Beginning with Greenspan, we have now had 30+ years of ever-looser monetary policy accompanied by lower rates. This created a series of asset bubbles whose demises wreaked economic havoc. Artificially low rates created the housing bubble, exacerbated by regulatory failure and reinforced by a morally bankrupt financial system. And with the system completely aflame, we asked the arsonist to put out the fire, with very few observers acknowledging the irony. Yes, we did indeed need the Federal Reserve to provide liquidity during the initial crisis. But after that, the Fed kept rates too low for too long, reinforcing the wealth and income disparities and creating new bubbles we will have to deal with in the not-too-distant future. This wasn’t a “beautiful deleveraging” as you call it. It was the ugly creation of bubbles and misallocation of capital. The Fed shouldn’t have blown these bubbles in the first place.
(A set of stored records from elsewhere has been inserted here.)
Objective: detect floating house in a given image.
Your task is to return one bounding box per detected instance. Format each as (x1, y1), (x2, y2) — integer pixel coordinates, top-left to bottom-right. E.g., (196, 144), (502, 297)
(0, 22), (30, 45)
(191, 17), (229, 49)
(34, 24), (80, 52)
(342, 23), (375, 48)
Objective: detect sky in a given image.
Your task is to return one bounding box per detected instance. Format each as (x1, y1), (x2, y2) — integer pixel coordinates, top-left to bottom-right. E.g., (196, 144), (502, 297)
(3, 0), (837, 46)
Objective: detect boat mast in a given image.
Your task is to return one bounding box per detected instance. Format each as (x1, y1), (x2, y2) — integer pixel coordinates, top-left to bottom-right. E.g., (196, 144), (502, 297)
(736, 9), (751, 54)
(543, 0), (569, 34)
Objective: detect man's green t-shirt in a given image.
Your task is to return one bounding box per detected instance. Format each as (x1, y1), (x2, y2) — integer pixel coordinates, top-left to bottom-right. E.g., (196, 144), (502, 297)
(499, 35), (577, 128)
The simple conceit that 12 men and women sitting around the table can decide the most important price in the world (short-term interest rates) better than the market itself is beginning to wear thin. Keeping rates too low for too long in the current cycle brought massive capital misallocation. It resulted in the financialization of a significant part of the business world, in the US and elsewhere. The rules now reward management, not for generating revenue, but to drive up the price of the share price, thus making their options and stock grants more valuable.
Sometime in the middle to late 2020s we will see a Great Reset that profoundly changes everything you know about money and investing.
Both parties in Congress are committed to more spending.